Determine whether two nodes are related
Company: Google
Role: Software Engineer
Category: Coding & Algorithms
Difficulty: medium
Interview Round: Technical Screen
## Problem
You are given genealogy information for a set of chickens. The data consists of **parent → child** relationships (e.g., `(parentId, childId)` pairs).

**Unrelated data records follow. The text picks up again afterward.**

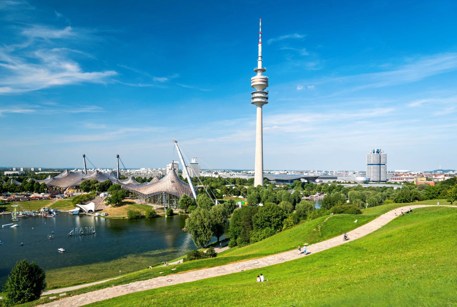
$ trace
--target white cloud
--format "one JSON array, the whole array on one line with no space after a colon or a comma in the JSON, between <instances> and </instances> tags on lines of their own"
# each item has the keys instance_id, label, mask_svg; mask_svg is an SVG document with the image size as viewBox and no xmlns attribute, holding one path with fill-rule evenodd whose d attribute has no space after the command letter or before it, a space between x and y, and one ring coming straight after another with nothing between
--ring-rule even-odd
<instances>
[{"instance_id":1,"label":"white cloud","mask_svg":"<svg viewBox=\"0 0 457 307\"><path fill-rule=\"evenodd\" d=\"M268 41L266 41L266 43L269 45L274 42L283 41L285 39L288 39L289 38L303 38L303 37L304 37L305 36L306 36L295 33L293 34L287 34L287 35L283 35L282 36L280 36L278 37L275 37L274 38L270 38L270 39L269 39Z\"/></svg>"},{"instance_id":2,"label":"white cloud","mask_svg":"<svg viewBox=\"0 0 457 307\"><path fill-rule=\"evenodd\" d=\"M0 116L2 116L4 113L21 113L26 114L35 111L36 111L36 109L35 109L19 108L17 107L5 108L5 109L0 108Z\"/></svg>"},{"instance_id":3,"label":"white cloud","mask_svg":"<svg viewBox=\"0 0 457 307\"><path fill-rule=\"evenodd\" d=\"M205 88L196 88L196 87L195 87L194 86L192 86L191 85L186 85L186 84L180 84L179 83L177 83L176 84L178 84L180 86L182 86L182 87L186 88L192 88L192 89L197 89L197 90L198 90L199 91L203 91L203 92L210 92L212 90L211 90L211 89L205 89Z\"/></svg>"}]
</instances>

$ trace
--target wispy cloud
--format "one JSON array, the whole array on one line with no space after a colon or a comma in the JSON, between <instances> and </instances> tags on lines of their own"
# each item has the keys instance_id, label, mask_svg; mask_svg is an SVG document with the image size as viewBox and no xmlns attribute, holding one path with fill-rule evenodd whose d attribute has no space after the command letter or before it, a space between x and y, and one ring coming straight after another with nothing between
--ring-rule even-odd
<instances>
[{"instance_id":1,"label":"wispy cloud","mask_svg":"<svg viewBox=\"0 0 457 307\"><path fill-rule=\"evenodd\" d=\"M294 48L289 46L284 46L280 48L280 50L293 50L296 52L300 55L307 56L309 54L306 51L306 48Z\"/></svg>"},{"instance_id":2,"label":"wispy cloud","mask_svg":"<svg viewBox=\"0 0 457 307\"><path fill-rule=\"evenodd\" d=\"M3 115L4 113L21 113L26 114L36 111L36 109L27 109L19 107L11 107L0 108L0 116Z\"/></svg>"},{"instance_id":3,"label":"wispy cloud","mask_svg":"<svg viewBox=\"0 0 457 307\"><path fill-rule=\"evenodd\" d=\"M165 86L160 84L154 84L151 83L128 83L128 82L122 82L122 81L120 81L118 80L113 79L113 81L115 82L117 82L117 83L120 83L121 84L124 84L124 85L128 85L129 86L134 86L137 88L164 88Z\"/></svg>"},{"instance_id":4,"label":"wispy cloud","mask_svg":"<svg viewBox=\"0 0 457 307\"><path fill-rule=\"evenodd\" d=\"M278 37L270 38L266 41L266 43L269 45L274 42L283 41L285 39L289 39L290 38L303 38L305 36L306 36L295 33L293 34L287 34L287 35L283 35Z\"/></svg>"},{"instance_id":5,"label":"wispy cloud","mask_svg":"<svg viewBox=\"0 0 457 307\"><path fill-rule=\"evenodd\" d=\"M186 85L186 84L181 84L179 83L177 83L176 84L179 85L180 86L182 86L183 88L191 88L192 89L197 89L199 91L203 91L203 92L210 92L212 90L213 90L212 89L207 89L206 88L196 88L195 86L192 86L191 85Z\"/></svg>"}]
</instances>

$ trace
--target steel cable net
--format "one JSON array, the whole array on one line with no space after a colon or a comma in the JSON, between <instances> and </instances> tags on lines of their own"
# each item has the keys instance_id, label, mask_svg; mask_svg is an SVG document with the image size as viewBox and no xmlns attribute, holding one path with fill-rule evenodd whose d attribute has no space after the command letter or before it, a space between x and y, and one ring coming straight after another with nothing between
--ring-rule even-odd
<instances>
[{"instance_id":1,"label":"steel cable net","mask_svg":"<svg viewBox=\"0 0 457 307\"><path fill-rule=\"evenodd\" d=\"M179 179L174 169L172 169L160 180L156 176L150 182L140 185L133 186L122 183L121 185L126 190L138 194L140 199L142 200L155 195L164 193L178 198L186 194L193 198L190 186Z\"/></svg>"},{"instance_id":2,"label":"steel cable net","mask_svg":"<svg viewBox=\"0 0 457 307\"><path fill-rule=\"evenodd\" d=\"M48 178L43 181L48 187L67 188L79 186L81 184L81 182L86 179L90 180L95 179L101 182L109 179L114 183L116 183L117 180L116 176L111 172L104 173L97 170L90 175L87 175L84 172L65 170L55 177L51 178L47 182L46 181L48 180Z\"/></svg>"}]
</instances>

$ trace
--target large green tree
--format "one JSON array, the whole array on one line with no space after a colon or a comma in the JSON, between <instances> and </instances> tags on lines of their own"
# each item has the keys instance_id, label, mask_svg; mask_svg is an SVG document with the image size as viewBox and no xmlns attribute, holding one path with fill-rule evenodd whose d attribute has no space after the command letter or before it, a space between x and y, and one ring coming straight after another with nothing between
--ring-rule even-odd
<instances>
[{"instance_id":1,"label":"large green tree","mask_svg":"<svg viewBox=\"0 0 457 307\"><path fill-rule=\"evenodd\" d=\"M446 195L446 200L452 204L452 203L457 201L457 184L450 187L447 190Z\"/></svg>"},{"instance_id":2,"label":"large green tree","mask_svg":"<svg viewBox=\"0 0 457 307\"><path fill-rule=\"evenodd\" d=\"M295 212L300 219L306 219L310 212L315 209L314 203L309 200L302 200L295 206Z\"/></svg>"},{"instance_id":3,"label":"large green tree","mask_svg":"<svg viewBox=\"0 0 457 307\"><path fill-rule=\"evenodd\" d=\"M211 207L209 214L211 218L213 233L218 238L218 242L219 239L225 231L225 223L227 220L227 213L223 205L220 204Z\"/></svg>"},{"instance_id":4,"label":"large green tree","mask_svg":"<svg viewBox=\"0 0 457 307\"><path fill-rule=\"evenodd\" d=\"M27 259L16 265L3 287L4 299L7 305L37 300L46 287L44 271L34 262Z\"/></svg>"},{"instance_id":5,"label":"large green tree","mask_svg":"<svg viewBox=\"0 0 457 307\"><path fill-rule=\"evenodd\" d=\"M267 203L260 207L252 217L254 230L261 230L267 227L275 230L281 229L285 217L284 211L279 206Z\"/></svg>"},{"instance_id":6,"label":"large green tree","mask_svg":"<svg viewBox=\"0 0 457 307\"><path fill-rule=\"evenodd\" d=\"M209 211L198 207L186 219L186 231L190 234L195 245L202 248L213 237L213 223Z\"/></svg>"},{"instance_id":7,"label":"large green tree","mask_svg":"<svg viewBox=\"0 0 457 307\"><path fill-rule=\"evenodd\" d=\"M209 211L214 204L211 199L208 197L206 193L202 193L197 196L197 206Z\"/></svg>"},{"instance_id":8,"label":"large green tree","mask_svg":"<svg viewBox=\"0 0 457 307\"><path fill-rule=\"evenodd\" d=\"M185 212L187 212L189 206L193 204L193 199L188 196L186 194L183 194L178 202L178 205L180 208L184 209Z\"/></svg>"}]
</instances>

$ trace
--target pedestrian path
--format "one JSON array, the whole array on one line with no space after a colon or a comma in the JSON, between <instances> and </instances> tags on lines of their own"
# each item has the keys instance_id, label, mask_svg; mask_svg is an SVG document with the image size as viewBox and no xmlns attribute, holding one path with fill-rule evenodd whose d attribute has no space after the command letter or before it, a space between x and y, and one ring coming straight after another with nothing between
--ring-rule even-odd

Not every chicken necessarily appears in every role, and the data may describe multiple independent family groups.
Write a function that, given two chicken IDs `a` and `b`, determines whether they have a **blood relationship**.
For this interview question, treat two chickens as “blood-related” if **they belong to the same family lineage**, meaning:
- one is an ancestor/descendant of the other, **or**
- they share at least one common ancestor (i.e., they are in the same connected family component).
## Input / Output
- **Input:**
- A list of parent-child pairs `relations`, where each pair `(p, c)` indicates `p` is a parent of `c`.
- Two chicken IDs `a` and `b`.
- **Output:**
- Return `true` if `a` and `b` are blood-related under the definition above, otherwise `false`.
## Notes / Edge cases to consider
- Either `a` or `b` may not appear in `relations`.
- There may be multiple roots (a forest).
- A chicken may have 0, 1, or 2 parents depending on the dataset.
- Clarify/handle whether the input could contain cycles (invalid genealogy); your solution should not infinite-loop if it does.
## Example
Given relations: `(1,2), (1,3), (3,4), (10,11)`:
- Query `(2,4)` → `true` (share ancestor `1`)
- Query `(2,11)` → `false` (different family groups)
- Query `(3,4)` → `true` (ancestor/descendant)
Quick Answer: This question evaluates understanding of graph representations, reachability and connectivity concepts for ancestry relationships, including handling disconnected components and potential cycles.